By. Arkilaus Baho #
"Capres dan Papua"
Pemilihan presiden Juli 2014 mendatang, antara Prabowo atau Jokowi,
siapapun yang akan berhadapan dengan masalah Indonesia, khususnya Papua.
Dari program nasional yang diusung para capres ini, bagus karena
mengarah kepada kemandirian bangsa/negara. Slogan berdiri diatas kaki
sendiri tak dipungkiri alat kampanye masa kini.
Tanah Papua hanyalah satu dari ikon Indonesia, dari sekian rumitnya masalah negara saat ini. Rumit karena program pembangunan moderen ditata dalam arena globalisasi/kapitalisme. Presiden terpilih akan membangun Indonesia sesuai kebijakan pasar bebas. Artinya, mereka tetap bawa hamburger kasi makan orang Papua, bukan menanam keladi atau sagu sebagai makanan asli disini.
Makanan bernama pembangunan globalisasi, disuling lagi kedalam paket otsus, suatu konsep gagal yang ujung-ujungnya mengubur peradaban Papua dan memasifkan paket pasar bebas. Infrastruktur ditilik sebagai bagian mempercepat proses industrialisasi. Mereka bilang semakin banyaknya investasi, perlu jalur transportasi, agar ada peningkatan ekonomi mendongkrak ketertinggalan Papua.
Gerombolan Globalisasi
Maksud ketertinggalan versi globalisasi bahwa semua dunia termasuk Papua harus sama rata. Semua harus makan hamburger sama dengan Amerika dan lainnya. Konsekwensinya, masyarakat adat harus dipinggirkan dari budaya mereka, tanah dan hutan, air. Negara industri bawa konsep moderen tetapi merusak, menghancurkan tatanan yang ada, bagi gerombolan globalisasi, hal yang mutlak terjadi bila masyarakat ingin maju.

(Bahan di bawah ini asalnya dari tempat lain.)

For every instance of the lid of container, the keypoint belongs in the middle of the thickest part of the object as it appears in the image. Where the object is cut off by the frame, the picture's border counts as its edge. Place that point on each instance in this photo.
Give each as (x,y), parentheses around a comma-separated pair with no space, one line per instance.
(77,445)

Cara-cara gerombolan diatas, diusung para capres dengan slogan kemandirian bangsa. Itu sebenarnya penipuan/halusinasi/retorika belaka dari para capres. Sebab roda pembangunan tentu memberi ruang utama kepada pasar bebas yang mandiri, bukan rakyat/negara. Harga semen di Papua mahal, bukanya bangun pabrik disini, malah jalur pengiriman semen dari luar Papua yang dipikirkan. Tra masuk akal dari segi efisiensi maupun ekonomis. Tapi, kalau menguhungkan Papua via transportasi cepat-murah dan memadai dengan maksud industrialisasi berkembang pesat disini.
Faktor ekonomi dan politis pengaruhi kebijakan siapapun yang terpilih. Faktor ekonominya, bagaimana produk dari eropa/amerika dengan mudah masuk Papua. Bagimana agar industri farmasi dari amerika mudah menjual obat ke Papua. Tentunya, infrastruktur mempermudah ribuan freeport datang. Jadi, produk luar itu baik sehingga perlu didatangkan dengan membuka lebar-lebar jalan mereka.
Presiden Boneka
Mereka yang menjalankan kepentingan luar kedalam kepentingan setempat disebut komprador. Presiden terpilih Indonesia nantinya menjalankan agenda pasar bebas. Menolak pun tak akan. Hanya bisanya menghubungkan daerah lain di Indonesia dengan peradaban globalisasi. Sama dengan agama samawi disebarkan keseluruh dunia, dan kini kaum agama punya suara laku di ajang pemilu.
Jarang ada capres yang berkunjung ke kepala suku/rumah adat dan komunitas asli di Indonesia. Paling banyak label agama dikunjungi. Orang-orang Indonesia sudah membawa birokrasi/simbol Tuhan kedalam politik praktis dan membudaya. Kesucian dianggap hal biasa di Indonesia sehingga mudah dijarah, dirampok. Sama persis freeport rusak gunung suci, air kehidupan di Timika.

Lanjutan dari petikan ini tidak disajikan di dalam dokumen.